Diese Geschichten sollen die Einzigartigkeit eures Frauenlebens in unserer Gesellschaft bezeugen und Verständnis wecken für eine Welt, die ausserhalb der Klostermauern kaum jemand kennt. Ich wünsche euch und mir, dass die Porträts und Bilder bei vielen Menschen ankommen und in ihnen etwas bewegen.
Die benediktinische Tagesordnung
Benedikt hat den klösterlichen Alltag klar strukturiert. Gebetszeiten und Lesung wechseln sich im Fahr mit Zeiten der Arbeit und Erholung ab. Das schafft einen wohltuenden Rhythmus. Eine gute und gesunde Tagesordnung trägt wesentlich dazu bei, dass auch die Seele zur Ruhe kommen kann.
Die benediktinische Einteilung des Tages entspricht dem natürlichen Rhythmus des Menschen. So sind etwa die frühen Morgenstunden von jeher die geeignete Zeit für das Gebet und die Meditation. Die Arbeitseinheiten während des Tages sind nie zu lang, und wenn der Abend beginnt und die Nacht hereinbricht, sind die Schwestern wieder bereit für das Gebet.

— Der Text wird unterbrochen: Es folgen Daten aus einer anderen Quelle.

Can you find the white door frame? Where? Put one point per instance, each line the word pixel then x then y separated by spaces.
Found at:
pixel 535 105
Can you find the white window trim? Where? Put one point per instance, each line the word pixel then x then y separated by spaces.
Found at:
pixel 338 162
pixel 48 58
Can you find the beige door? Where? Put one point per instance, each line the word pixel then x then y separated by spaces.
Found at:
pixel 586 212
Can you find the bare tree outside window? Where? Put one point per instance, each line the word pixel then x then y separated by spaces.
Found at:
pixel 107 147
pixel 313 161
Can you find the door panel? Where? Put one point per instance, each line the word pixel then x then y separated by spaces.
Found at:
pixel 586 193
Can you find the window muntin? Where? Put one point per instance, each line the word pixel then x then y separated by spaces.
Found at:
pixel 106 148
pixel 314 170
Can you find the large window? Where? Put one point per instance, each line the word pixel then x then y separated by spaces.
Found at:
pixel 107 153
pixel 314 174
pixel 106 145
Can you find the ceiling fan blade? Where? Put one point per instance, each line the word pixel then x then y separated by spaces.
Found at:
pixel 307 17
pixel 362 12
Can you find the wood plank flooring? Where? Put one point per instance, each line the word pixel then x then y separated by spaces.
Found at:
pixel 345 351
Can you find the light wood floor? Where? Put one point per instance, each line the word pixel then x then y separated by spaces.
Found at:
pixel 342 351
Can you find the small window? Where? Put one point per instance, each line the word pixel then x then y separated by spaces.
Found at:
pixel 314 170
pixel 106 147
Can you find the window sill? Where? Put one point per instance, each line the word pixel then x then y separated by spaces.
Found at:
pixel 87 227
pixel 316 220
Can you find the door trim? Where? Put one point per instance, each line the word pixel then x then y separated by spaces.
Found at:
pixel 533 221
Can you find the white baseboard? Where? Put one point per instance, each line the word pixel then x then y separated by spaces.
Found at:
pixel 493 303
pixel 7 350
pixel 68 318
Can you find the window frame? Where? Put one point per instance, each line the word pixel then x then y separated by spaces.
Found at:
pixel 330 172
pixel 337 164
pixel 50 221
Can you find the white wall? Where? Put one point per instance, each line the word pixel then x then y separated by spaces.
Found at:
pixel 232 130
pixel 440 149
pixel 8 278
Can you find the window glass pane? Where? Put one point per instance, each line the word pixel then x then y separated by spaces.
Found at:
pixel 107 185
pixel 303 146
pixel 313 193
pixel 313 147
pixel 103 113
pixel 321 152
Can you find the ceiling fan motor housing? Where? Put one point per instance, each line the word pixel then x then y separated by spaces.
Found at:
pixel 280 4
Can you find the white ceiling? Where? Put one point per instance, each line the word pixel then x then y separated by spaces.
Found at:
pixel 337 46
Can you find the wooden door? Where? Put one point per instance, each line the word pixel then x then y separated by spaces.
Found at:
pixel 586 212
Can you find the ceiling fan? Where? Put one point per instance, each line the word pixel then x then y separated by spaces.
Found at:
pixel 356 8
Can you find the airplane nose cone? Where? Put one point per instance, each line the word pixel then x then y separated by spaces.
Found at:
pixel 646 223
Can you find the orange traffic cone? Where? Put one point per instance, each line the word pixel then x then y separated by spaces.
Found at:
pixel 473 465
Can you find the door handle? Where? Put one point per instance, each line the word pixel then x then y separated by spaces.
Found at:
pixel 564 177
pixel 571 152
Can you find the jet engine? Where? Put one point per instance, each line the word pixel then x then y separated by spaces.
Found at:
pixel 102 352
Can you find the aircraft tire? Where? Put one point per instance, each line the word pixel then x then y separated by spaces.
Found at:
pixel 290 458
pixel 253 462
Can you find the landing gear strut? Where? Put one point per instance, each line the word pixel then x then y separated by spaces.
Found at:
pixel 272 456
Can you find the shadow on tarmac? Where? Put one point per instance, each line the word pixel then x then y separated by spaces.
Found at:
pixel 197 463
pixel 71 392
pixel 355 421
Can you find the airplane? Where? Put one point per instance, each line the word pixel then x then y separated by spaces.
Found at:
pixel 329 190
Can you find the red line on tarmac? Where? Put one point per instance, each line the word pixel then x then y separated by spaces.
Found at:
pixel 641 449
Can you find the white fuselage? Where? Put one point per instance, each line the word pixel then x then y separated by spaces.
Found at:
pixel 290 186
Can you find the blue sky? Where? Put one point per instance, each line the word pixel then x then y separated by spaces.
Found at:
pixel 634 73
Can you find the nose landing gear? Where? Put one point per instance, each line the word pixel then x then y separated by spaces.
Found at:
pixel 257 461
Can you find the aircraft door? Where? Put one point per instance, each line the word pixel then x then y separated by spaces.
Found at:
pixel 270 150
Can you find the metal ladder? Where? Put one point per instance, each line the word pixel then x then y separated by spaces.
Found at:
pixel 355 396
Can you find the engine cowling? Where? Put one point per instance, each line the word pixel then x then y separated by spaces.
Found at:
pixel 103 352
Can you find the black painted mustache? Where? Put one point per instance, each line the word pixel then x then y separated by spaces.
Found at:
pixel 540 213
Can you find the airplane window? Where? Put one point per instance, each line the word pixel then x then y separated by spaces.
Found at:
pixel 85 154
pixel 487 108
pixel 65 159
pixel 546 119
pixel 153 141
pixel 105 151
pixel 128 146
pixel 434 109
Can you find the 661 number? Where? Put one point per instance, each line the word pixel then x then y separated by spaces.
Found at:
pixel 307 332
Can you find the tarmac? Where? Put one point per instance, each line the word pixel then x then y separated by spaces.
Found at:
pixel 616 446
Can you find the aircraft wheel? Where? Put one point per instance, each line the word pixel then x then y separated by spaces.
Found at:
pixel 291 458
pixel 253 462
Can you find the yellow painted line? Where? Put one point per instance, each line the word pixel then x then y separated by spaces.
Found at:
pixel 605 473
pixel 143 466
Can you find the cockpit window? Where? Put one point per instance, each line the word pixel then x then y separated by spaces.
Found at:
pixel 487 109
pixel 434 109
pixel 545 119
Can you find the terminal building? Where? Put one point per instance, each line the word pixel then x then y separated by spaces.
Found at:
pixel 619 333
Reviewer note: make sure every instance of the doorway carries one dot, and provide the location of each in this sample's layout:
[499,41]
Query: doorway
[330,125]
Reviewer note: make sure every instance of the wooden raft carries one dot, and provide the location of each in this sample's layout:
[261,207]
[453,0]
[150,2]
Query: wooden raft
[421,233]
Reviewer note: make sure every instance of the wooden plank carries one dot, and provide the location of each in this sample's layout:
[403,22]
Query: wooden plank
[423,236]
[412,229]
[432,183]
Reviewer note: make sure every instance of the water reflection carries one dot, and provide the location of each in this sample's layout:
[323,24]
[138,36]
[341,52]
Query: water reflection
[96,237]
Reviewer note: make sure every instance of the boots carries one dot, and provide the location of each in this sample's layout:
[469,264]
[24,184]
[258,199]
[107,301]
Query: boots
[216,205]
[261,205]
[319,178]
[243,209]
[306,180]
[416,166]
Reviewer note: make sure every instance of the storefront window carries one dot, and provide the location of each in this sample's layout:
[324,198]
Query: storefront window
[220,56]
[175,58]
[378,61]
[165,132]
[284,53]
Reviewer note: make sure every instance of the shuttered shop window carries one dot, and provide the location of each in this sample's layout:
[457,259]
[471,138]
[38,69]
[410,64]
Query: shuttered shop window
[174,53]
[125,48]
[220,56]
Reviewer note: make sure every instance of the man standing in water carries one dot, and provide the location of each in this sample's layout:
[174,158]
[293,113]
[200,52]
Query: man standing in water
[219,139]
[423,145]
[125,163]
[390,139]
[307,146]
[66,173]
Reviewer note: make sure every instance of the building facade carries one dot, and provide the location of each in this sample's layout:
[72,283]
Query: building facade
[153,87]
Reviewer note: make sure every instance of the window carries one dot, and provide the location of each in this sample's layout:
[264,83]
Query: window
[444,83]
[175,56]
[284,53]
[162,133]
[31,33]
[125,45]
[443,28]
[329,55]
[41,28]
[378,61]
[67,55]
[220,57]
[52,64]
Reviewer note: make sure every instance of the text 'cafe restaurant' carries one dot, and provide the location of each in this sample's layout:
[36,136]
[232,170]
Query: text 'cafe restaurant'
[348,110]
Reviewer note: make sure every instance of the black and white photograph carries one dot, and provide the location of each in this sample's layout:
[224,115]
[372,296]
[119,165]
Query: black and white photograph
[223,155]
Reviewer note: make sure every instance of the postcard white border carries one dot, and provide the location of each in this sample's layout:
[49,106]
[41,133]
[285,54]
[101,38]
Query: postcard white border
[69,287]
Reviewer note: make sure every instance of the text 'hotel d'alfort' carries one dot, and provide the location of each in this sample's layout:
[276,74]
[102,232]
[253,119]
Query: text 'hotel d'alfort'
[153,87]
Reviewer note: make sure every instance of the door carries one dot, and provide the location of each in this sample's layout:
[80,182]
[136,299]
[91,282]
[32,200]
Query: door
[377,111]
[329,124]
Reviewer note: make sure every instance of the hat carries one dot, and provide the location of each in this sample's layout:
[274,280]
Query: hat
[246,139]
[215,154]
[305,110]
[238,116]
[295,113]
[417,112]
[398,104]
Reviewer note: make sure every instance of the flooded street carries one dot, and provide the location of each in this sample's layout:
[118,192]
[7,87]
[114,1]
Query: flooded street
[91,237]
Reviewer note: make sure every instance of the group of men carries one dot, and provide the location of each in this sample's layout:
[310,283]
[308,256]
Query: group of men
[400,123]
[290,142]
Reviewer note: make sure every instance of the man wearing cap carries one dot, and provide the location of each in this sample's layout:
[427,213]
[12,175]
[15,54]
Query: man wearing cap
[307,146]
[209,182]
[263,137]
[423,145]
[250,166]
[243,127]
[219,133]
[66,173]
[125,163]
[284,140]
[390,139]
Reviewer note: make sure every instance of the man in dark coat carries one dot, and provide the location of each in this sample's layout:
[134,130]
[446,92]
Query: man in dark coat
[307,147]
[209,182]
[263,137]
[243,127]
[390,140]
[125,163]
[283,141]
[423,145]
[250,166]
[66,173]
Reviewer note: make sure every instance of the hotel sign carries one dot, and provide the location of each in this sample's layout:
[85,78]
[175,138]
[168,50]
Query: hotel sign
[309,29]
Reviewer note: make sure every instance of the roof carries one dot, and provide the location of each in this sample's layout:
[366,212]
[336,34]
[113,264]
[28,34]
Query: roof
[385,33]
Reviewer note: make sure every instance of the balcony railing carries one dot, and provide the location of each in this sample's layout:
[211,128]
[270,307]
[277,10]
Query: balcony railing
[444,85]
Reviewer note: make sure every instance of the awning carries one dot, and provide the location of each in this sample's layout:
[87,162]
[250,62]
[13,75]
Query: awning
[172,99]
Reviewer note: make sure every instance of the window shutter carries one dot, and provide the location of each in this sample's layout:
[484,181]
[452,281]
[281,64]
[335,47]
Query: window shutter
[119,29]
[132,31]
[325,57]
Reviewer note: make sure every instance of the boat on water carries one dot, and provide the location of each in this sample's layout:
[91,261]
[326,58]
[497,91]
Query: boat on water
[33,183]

4.50 Uhr Aufstehen | 13.30 Uhr Arbeiten | |
5.20 Uhr Vigil (Nachtwache) | 15 Uhr Gemeinsamer Kaffee | |
6 Uhr Frühstück/Betrachtung | 15.15 Uhr Lectio divina – Lesung/Betrachtung | |
7 Uhr Laudes (Morgenlob) | 15.45 Uhr Arbeiten | |
7.30 Uhr Eucharistiefeier (Di, Do, Sa) Lectio divina/Betrachtung (Mo, Mi, Fr) | 17.45 Uhr Vesper (Abendlob) | |
8.30 Uhr Terz | 18.15 Uhr Nachtessen | |
9 Uhr Arbeiten | 19 Uhr Rekreation (gemeinsame Erholung) | |
11 Uhr Sext/Non (Mittagsgebet, Mo, Mi und Fr mit Kommunionfeier) | 19.45 Uhr Komplet (Nachtgebet) | |
11.30 Uhr Mittagessen, danach Mittagspause |
Sonn- und Feiertage
An Sonn- und Feiertagen ist die Tagesordnung leicht anders. So wird z. B. die Vigil am Vorabend gesungen, sodass am Morgen erst mit der Laudes um 7 Uhr begonnen wird. Eucharistiefeier und Vesper sind so angesetzt, dass es gut möglich ist, das Fahr zu besuchen.
Schwester Fidelis
«Es muss etwas geschehen in der katholischen Kirche. Die Männer fürchten grosse Veränderungen.»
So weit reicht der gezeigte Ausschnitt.